We had nothing to do with this
. . . bizarre mistake in the book’s title on another website, but still think it’s funny.
. . . bizarre mistake in the book’s title on another website, but still think it’s funny.
Crap. We will never hear the end of this. The Times just reviewed the book. Ok, there, I posted the link. Happy?
And no, I will not be at Thanksgiving this year.
“Seems like every time I take an Ambien, I end up drunk-dialing old girlfriends”
“I would like to thank my youngest brother, who got me started in philosophy and now sets up my websites with nothing to work with”
Yeah, would have killed you to write that.
Two weeks after the book is released to the public, Carl Elliott’s web writer gets a copy. 2 weeks. On the plus side, it didn’t cost Dr. Elliott much to mail it.  Guess FedEx is for his buddies at Princeton, or wherever.
Half a year’s subscription to New Zealand Pig Hunter magazine. “New Zealand’s most popular pig hunting magazine. It covers all aspects of pig hunting throughout NZ with some Australian and South Pacific content. It reviews the best hunting sites in New Zealand and will hold the interest of readers of all ages.”
We already know that some marketers like to distance their products from certain clientele, to avoid possibly “tainting” the brand. That said, could this explain why White Coat, Black Hat is not on the shelves at a single outlet of Canada’s largest book retailer? A search on the Chapters/Indigo website turns up zero copies in store in Montreal, Toronto, Ottawa and Vancouver. Zip, zilch, nada.
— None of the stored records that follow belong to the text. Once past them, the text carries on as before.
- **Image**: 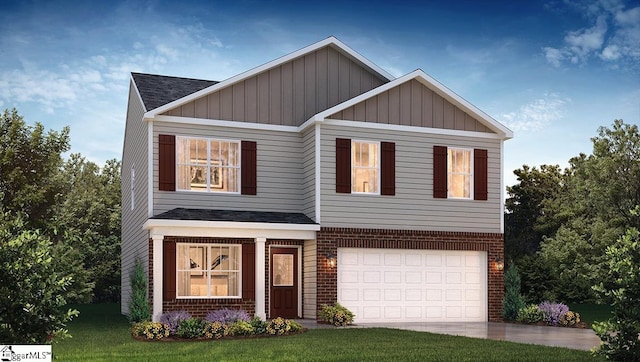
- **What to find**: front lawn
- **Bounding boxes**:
[53,304,599,362]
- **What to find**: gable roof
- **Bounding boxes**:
[131,73,218,111]
[308,69,513,139]
[144,36,395,118]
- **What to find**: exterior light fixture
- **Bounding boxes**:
[327,252,338,269]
The reason? Carl Elliott hates Canada. Can’t stand the place, doesn’t want any Canadians to be seen reading his book. And yes, this is bigoted. If you are Canadian, write him right now and demand to know why he hates Canada so much that he doesn’t want his book sold there. And for God’s sakes, don’t buy that book. Or, maybe buy the book and get photographed with it just to annoy him.  I don’t know; you decide.
Every couple of days, I get one of these:
Hey, little bro. That’s a funny website you got. But . . . um, heh-heh . . . is that horse doo next to a review of my book? Um, not sure about that . . . are you sure people can tell this is satire? </snivel>
Satire. Yeah, that’s what this is: Satire. Zany, crazy, madcap hijinks. We write this stuff with a clown nose on. Nothing horseshitty about your book, no sir. And you wrote it all by yourself.
That Carl Elliott is a genius. A genius, that guy, and all his ideas are his own.
Happy now?
Another NPR station reviews Carl’s book. There must be at least 10-20 people who know about it now.
A few of these. Might as well.
Dennis Rosen reviews White Coat Black Hat in the Boston Globe. They have a comments section, just so you know.
The Wall Street Journal Health Blog interviewed Dr. BFD. Nothing new, same old horseshit; don’t waste your time. But check out the good stuff in the comments section:
Dear Professor Elliott, We are wondering if you are aware of this website: www.whitecoatblackhat.com It appears to have been written by a very disgruntled brother of yours.
Here we go again. Apparently, we’re supposed to put together some sort of speaking engagements/readings page for the website. After all, when your book makes it to #10,000 in the Amazon rankings, you find there are all sorts of people out there hoping to bask in your greatness.
Fine. Here’s something: Carl works in the Center for Bioethics at the Boynton Health Center on Church Street. If you show up, he’ll probably read something to you. For tips, he might even come to your house and read it there. Happy now?
Before you click on that link to Amazon tomorrow, think about the other books you can get for that money. “Judo” Gene LeBell walks you through “all the classic holds like the full nelson and the Boston crab . . . illegal moves like elbow grinds and fishhooks, aerial maneuvers like flipping off the top rope and much, much more!” If you have an older brother, this is the book for you.
If you choose to buy White Coat, Black Hat instead, then someday find yourself unable to get out of somebody’s sleeper hold, well, you have nobody to blame but yourself.
Nice going. Publish an article in the Chronicle Review and name-check your younger brother. Which younger brother? The one who has NOT been up late coding your website. Typical.